Post to your blog on a regular basis: Seems okay, maybe notify when you won't be posting. we can't all be regular but we can all be consistent
Visit and post on other blogs: yep
Respect blog etiquette: this is RECURSIVE. how about respecting existing netiquette when interacting with others online. this line is pretty extraneous
Attempt to be entertaining, interesting, and/or relevant: NO. I don't like this. Why? If people aren't any of these things, then people just won't read them. It's not my JOB to be interesting and especially not to be entertaining, as I see it. Relevant, maybe. I think this crosses the
line of etiquette and goes into the "what makes a good blog" discussion which should be someplace else entirely.
Promote Free Expression:
Do not restrict access to your blog by specific individuals or groups: but is not having comments at all okay? what about horrible spammers? can I block spammers? What about hate speech people who make fun of me because of my sexual orientation?
Do not self censor by removing posts or comments once they are published: self censor is loaded language, and again, what about removing comments that are hateful, do not contribute or other good reasons? many many ethical bloggers already do this [with a posted caveat that comments may be deleted if they're not in line with the purpose of the site]. Also I notice you don't mention editing, what about editing posts.
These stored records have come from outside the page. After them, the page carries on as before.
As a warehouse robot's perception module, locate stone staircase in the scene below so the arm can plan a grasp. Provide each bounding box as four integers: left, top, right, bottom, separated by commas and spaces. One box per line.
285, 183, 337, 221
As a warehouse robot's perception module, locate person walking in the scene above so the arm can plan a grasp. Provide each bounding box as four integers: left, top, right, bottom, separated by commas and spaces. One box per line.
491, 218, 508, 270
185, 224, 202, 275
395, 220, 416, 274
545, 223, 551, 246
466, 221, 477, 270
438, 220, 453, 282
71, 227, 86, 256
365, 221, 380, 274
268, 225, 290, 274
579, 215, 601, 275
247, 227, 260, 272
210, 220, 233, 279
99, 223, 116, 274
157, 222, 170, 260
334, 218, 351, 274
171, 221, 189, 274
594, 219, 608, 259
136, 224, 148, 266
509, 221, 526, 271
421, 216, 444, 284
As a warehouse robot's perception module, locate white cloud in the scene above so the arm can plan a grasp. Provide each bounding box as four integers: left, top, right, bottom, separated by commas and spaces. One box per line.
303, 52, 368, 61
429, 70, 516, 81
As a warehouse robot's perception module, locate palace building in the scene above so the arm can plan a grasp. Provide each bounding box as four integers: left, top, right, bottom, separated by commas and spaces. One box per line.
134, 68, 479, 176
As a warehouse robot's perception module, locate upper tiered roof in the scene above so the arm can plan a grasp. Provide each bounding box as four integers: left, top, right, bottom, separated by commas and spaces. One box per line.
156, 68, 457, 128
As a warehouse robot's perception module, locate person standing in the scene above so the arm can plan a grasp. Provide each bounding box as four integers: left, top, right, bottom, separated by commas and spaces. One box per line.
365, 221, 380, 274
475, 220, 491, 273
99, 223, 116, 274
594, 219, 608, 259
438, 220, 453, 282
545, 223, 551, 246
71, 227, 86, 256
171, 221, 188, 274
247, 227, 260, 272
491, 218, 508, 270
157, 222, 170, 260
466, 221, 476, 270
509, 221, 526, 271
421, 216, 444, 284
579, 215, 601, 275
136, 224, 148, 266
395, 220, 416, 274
Allow and encourage comments on your blog: Again, this is NOT ETHICS, this is "what makes a good blog" and is different. There is nothing ethical or not ethical about commenting features, it's just a choice people make of how to interact with readers. Unless you're claiming that
it's not ethical to interact with readers any other way than with comments, I'd strike this or like to see you defend it better. Personal note: when I had a blog with comments at the DNC I spent as much time reading and writing responses to comments as I did to maintaining my blog. The CMS that I was using was particularly susceptible to comment spam making this duty ten times as hard. I interact with librarian bloggers other places, but I can't both read and write a popular blog.
Strive for Factual Truth:
Never intentionally deceive others: Fine, but sort of a foregone conclusion, don't you think?
Be accountable for what you post: My favorite so far
Be as Transparent as Possible: Reveal you identity as much as possible (name, photo, background info, etc.): NO. there is no reason anyone should feel ethically obligated to
provide a photo. When I had photos more prominent on my web site, people would send me photos of their genitalia in the mail. For women, this is not necessarily a good idea. Again I think you are equating blogging journalists with bloggers. This is a good idea but I think adding photos is over the top.
Reveal your personal affiliations and conflicts on interest: Yes
Cite and link to all sources referenced in each post: Eh, I don't see this as particularly necessary. giving a "via" link is seen as good etiquette but a lot of times a post I have is made up of a combination of reading many sources and my own analysis. Also, may sources aren't
linkable [i.e. mine are often print] what then? bibliography? this is nice in spirit, I'd like to see it work better in practice.
Promote the Human Element in Blogging:
Minimize harm to others when posting information: This is totally buddhist and yet not always able to happen. in many ways, I minimize harm by NOT blogging about things that are potentially awkward or embarrasing to others, so what do I do then? not blog because that is the minimal harm? A lot of hard-hitting blogger journalist types can't realisticallydo this at all
Promote community by linking to other blogs and keeping a blogroll: Blogroll seems to me to be a bit of a trendy nouveau term, but maybe I'm just old.
Build relationships by responding to e-mails and comments regularly: As i said, on popular sites, often this is just not possible and, honestly, popular journalists don't do this either. It's a good idea to try to be responsive in some way, but answering comments and/or emails may just not be within the time parameters of what someone has to give for their "non day job" blog. I try to reply to email, I don't have comments because I can't reply to them. You may also want to include IM on this because a LOT more people I know use IM or skype for interaction lately.